Speaking of which, the "Groaning Board" cookbook from 1977 has something called "Bird's Nest" that goes like this: "On a bed of bean sprouts, spread grated cheese. Broil or bake briefly, lade on hot tomato sauce and top with a clump of cottage cheese." Yes, a "clump!" Boy, does that make it sound good!

"Fast and Fabulous Appetizers" almost appears normal in spots, but then veers dangerously into the Weight Watcher Recipe Card territory, with "Wonderful Onion Puffies," "Things in Blankets" ("watch your guests' faces when they see a platter of these dough-wrapped morsels"), and "Peanut Prunes" with prunes, peanut butter, and bacon.
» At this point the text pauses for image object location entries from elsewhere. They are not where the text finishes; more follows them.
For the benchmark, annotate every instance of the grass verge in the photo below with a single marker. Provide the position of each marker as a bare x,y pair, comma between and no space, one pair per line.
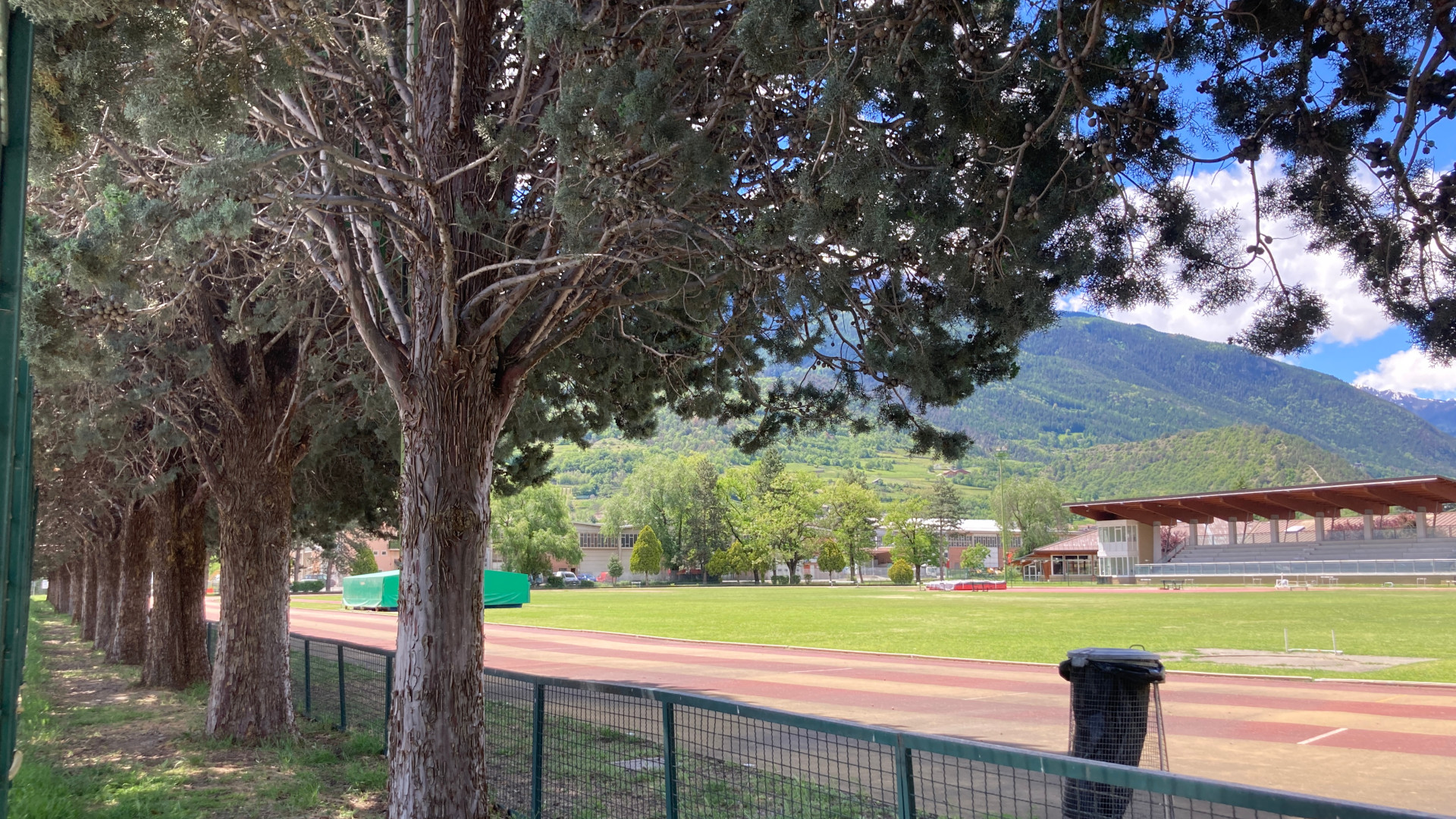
99,746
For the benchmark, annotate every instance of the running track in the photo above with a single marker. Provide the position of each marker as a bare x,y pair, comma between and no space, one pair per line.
1381,744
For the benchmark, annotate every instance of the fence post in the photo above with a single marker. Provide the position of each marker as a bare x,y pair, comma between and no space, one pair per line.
344,711
538,741
905,780
308,678
389,694
670,760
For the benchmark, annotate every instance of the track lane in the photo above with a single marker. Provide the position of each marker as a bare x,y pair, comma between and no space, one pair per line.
1366,742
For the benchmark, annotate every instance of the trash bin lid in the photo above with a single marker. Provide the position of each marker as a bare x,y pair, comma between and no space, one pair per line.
1081,656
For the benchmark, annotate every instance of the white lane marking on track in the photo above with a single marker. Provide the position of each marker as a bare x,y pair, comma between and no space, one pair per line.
1321,736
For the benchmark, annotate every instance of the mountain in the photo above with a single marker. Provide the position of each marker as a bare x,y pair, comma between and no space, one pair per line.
1095,381
1442,414
1109,410
1226,458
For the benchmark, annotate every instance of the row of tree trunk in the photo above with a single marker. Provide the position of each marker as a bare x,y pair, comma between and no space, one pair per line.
150,553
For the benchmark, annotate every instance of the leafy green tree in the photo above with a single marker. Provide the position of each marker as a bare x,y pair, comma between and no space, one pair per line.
974,557
707,515
902,573
647,554
781,516
910,537
363,560
1033,509
946,509
658,493
832,557
532,528
851,510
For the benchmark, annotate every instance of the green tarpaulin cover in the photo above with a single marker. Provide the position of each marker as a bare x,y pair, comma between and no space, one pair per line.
506,589
378,591
381,591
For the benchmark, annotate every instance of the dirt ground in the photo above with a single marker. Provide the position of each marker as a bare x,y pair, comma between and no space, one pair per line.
98,745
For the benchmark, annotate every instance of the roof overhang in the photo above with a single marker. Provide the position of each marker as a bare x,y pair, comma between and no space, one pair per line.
1424,491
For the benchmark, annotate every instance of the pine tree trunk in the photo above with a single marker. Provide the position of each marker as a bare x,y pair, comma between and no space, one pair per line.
436,732
134,572
177,642
251,691
63,595
85,595
108,577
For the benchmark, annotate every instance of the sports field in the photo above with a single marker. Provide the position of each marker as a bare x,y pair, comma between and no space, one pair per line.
1037,626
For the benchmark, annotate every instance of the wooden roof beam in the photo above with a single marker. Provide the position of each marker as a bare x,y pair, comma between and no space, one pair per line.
1354,502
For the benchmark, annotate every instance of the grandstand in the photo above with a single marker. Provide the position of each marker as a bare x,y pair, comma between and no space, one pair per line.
1324,531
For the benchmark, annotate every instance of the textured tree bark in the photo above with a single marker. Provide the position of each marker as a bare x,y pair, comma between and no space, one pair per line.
64,594
436,732
133,588
177,645
108,577
251,691
85,611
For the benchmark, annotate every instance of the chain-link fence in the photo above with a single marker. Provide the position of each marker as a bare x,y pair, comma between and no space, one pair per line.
576,749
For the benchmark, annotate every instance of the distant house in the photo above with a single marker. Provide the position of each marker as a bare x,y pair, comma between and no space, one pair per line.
968,532
1069,558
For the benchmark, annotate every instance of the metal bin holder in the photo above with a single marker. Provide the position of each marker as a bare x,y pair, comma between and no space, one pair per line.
1111,692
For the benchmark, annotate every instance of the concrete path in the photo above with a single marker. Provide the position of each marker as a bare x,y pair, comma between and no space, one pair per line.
1367,742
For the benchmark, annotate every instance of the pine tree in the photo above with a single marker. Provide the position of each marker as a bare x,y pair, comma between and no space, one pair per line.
899,193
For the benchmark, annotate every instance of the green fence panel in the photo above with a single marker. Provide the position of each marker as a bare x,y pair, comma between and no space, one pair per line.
17,484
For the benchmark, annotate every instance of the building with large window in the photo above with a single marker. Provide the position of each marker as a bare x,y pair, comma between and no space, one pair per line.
1379,528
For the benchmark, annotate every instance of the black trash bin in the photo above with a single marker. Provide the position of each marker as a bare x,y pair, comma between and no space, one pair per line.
1110,701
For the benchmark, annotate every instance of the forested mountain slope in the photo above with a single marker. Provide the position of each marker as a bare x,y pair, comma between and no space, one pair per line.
1109,382
1226,458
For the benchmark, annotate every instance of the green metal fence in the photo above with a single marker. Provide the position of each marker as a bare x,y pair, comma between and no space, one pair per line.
17,485
568,749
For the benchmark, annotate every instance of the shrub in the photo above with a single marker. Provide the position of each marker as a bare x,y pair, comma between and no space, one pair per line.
902,573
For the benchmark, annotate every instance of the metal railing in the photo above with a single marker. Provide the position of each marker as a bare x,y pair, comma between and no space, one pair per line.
1301,567
565,748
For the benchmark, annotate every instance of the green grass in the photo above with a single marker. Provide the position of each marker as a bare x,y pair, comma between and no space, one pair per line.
80,763
1028,626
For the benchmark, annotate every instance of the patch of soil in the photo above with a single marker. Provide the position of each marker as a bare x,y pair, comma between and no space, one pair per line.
1312,661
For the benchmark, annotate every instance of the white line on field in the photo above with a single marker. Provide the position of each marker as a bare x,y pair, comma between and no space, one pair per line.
1323,736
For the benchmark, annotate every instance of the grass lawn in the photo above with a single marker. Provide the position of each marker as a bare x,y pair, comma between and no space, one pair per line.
99,746
1027,626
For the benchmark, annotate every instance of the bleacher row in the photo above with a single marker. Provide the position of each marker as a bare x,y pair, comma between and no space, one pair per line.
1348,550
1256,542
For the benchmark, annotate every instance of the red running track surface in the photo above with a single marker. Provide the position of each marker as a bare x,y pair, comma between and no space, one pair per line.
1367,742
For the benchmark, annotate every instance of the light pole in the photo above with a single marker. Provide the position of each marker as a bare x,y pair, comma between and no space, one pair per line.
1001,458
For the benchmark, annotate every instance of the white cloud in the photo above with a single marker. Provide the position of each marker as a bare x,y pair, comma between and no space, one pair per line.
1411,372
1353,316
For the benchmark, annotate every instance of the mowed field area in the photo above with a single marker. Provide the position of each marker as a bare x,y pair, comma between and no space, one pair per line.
1033,626
1037,624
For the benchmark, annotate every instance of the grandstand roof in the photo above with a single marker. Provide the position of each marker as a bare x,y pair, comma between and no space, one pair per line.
1429,491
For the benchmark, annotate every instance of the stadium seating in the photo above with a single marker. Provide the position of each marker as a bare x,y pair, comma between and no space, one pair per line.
1338,550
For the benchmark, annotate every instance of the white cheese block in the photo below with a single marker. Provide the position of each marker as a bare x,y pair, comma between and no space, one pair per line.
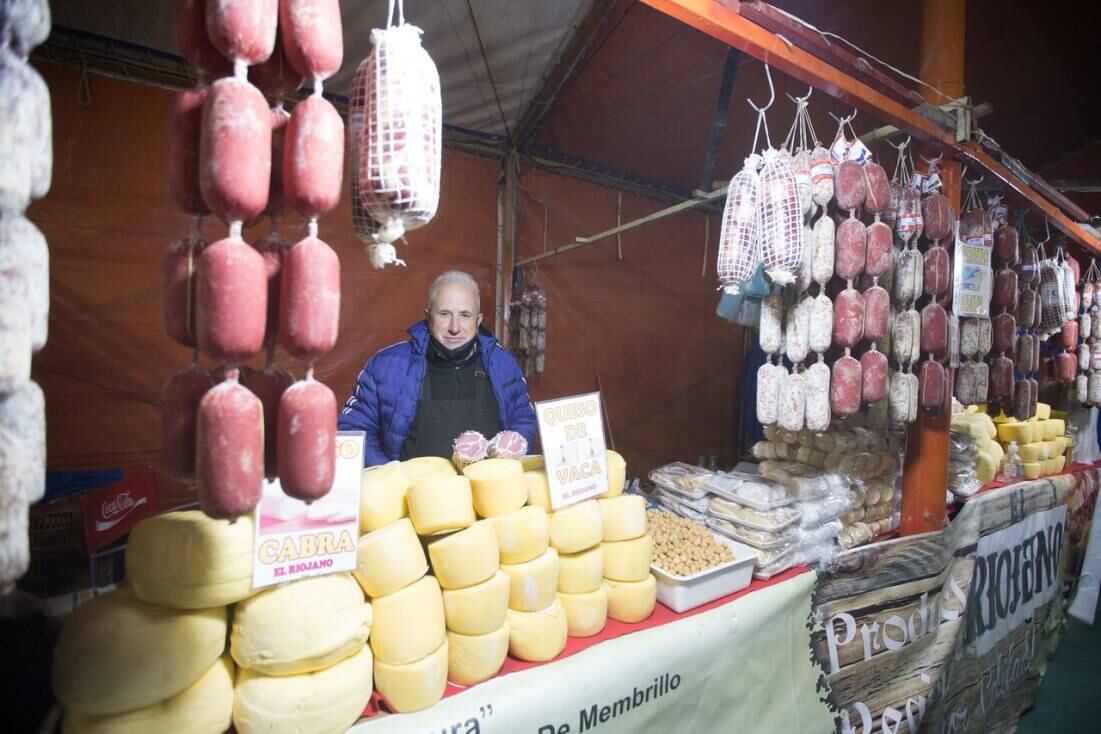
581,572
323,702
498,486
586,614
617,474
118,654
467,557
577,527
382,495
413,686
187,560
390,558
624,516
204,708
409,624
522,535
480,609
628,560
301,626
475,658
631,601
439,503
537,636
532,585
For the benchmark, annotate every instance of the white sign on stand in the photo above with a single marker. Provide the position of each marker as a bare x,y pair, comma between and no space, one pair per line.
571,430
295,539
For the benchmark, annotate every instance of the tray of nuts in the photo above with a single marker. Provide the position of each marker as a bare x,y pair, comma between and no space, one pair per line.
694,566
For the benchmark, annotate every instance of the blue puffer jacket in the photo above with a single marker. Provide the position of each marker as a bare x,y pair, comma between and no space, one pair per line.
388,389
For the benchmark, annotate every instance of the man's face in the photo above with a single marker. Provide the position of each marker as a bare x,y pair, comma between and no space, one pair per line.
455,317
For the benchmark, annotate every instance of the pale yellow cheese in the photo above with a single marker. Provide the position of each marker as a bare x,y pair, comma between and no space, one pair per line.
628,560
382,495
409,624
439,503
532,584
467,557
617,474
582,571
537,636
322,702
577,527
301,626
586,614
118,654
624,517
478,610
187,560
475,658
390,558
631,601
204,708
522,535
413,686
498,486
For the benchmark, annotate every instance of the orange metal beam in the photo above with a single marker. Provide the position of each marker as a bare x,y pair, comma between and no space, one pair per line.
723,23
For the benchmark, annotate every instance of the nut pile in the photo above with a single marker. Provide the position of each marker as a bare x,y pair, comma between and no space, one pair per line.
683,547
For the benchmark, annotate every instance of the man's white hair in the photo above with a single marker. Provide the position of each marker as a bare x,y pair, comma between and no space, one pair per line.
455,277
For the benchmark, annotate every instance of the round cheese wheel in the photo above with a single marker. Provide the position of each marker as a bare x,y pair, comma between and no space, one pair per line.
439,503
409,624
522,535
382,493
582,571
187,560
537,636
118,654
586,614
390,558
413,686
475,658
629,560
577,527
480,609
631,601
532,585
465,558
301,626
329,700
498,486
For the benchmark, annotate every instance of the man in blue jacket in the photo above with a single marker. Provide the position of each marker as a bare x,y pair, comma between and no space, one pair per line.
414,397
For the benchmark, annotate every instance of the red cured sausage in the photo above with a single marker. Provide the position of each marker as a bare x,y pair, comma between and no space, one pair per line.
231,300
236,150
846,386
229,458
313,160
195,43
269,385
312,36
180,404
306,444
243,30
309,299
185,130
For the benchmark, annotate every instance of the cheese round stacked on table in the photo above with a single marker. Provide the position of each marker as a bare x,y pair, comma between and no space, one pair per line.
382,495
498,486
188,560
302,626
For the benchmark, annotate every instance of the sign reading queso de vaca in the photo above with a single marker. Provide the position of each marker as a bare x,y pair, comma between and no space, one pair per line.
571,430
295,539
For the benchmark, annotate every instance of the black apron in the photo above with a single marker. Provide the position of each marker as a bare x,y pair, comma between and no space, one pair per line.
439,422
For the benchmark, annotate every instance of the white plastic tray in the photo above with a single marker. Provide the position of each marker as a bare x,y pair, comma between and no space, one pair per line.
682,593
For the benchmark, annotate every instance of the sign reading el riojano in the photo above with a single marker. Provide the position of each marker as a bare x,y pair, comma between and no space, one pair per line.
571,430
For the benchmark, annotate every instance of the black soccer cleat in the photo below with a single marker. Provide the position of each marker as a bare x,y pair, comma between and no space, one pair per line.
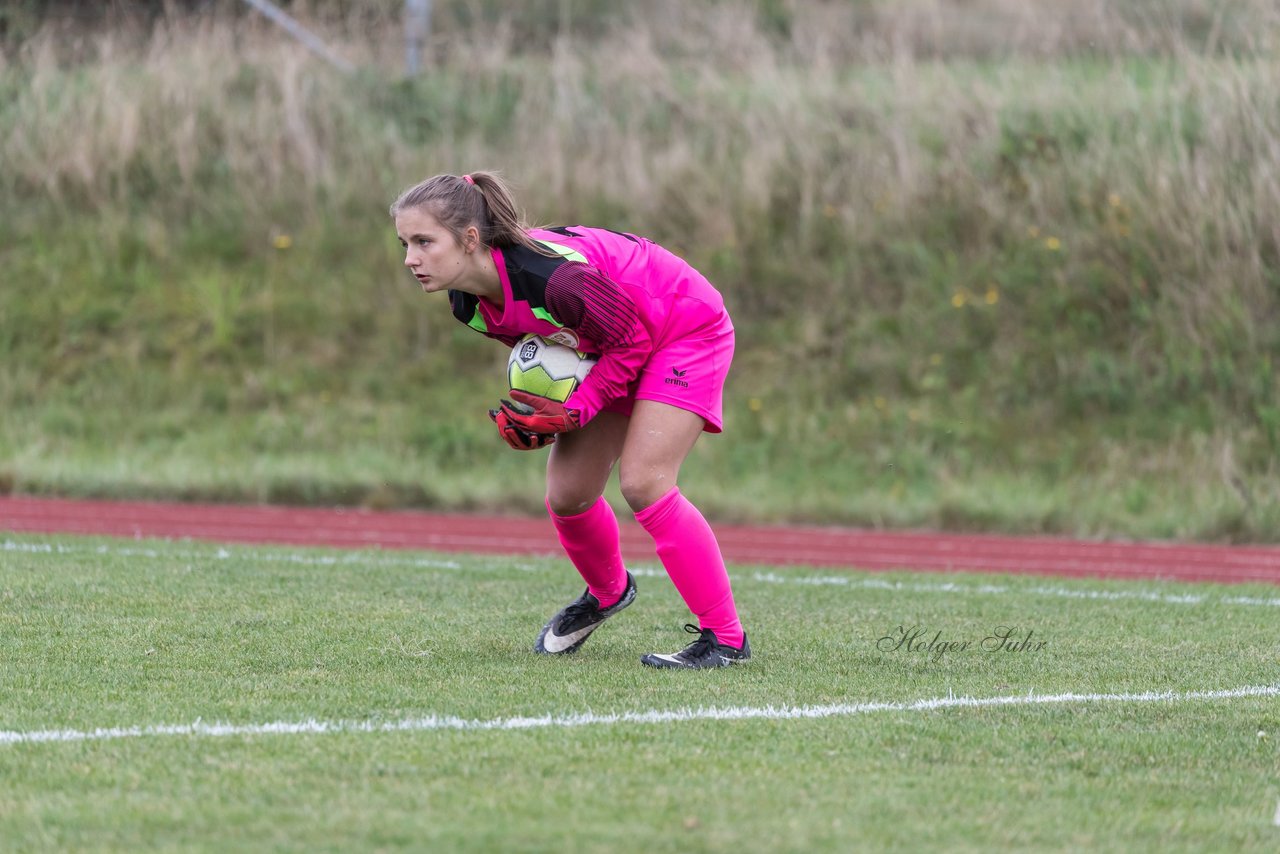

How about the politically incorrect name "Bombay Babies?" which explains: "This time the prunes are stuffed with chutney. Delicious."

And I love the trend that has dishes named after their creator: "Karen's Tuna Balls," "Ellen's Broiled Oysters," and "Daniel's Roquefort Endive." Now we all know why Daniel is leaving tonight on a plane.

I must have picked up "Potluck Potato Recipes from Ireland" in the UK, judging from the price tag in pounds. Every dish, from soup to dessert, includes potatoes. Don't you just want to try "Pineapple Potato Delight" tonight? Who ever thought up putting "Delight" at the end of an incongruous matching of food items to somehow tie them together into a delicious whole?

If you're not yet convinced, the recipe description says "This one adds drama to a dinner menu." That's supposed to be an inducement?!

The recipe for "Friendly Potatoes" made me sad. Why would I want to eat my friends?

After all this, I'm sure you want some dessert:

Soy Pulp Cookies

From "The Farm Vegetarian Cookbook"

Ingredients

2 cups flour

1/2 tsp. salt

4 tsp. baking powder

2 cups soy pulp ...

... Yes, 2 whole cups. You want to be sure to taste that soy pulp.

On second thought, you probably don't.

Nick Roumel is a principal with Nacht, Roumel, Salvatore, Blanchard and Walker, P.C., a litigation firm in Ann Arbor specializing in employment litigation.

He also has many years of varied restaurant and catering experience, has taught Greek cooking classes, and writes a food/restaurant column for "Current" magazine.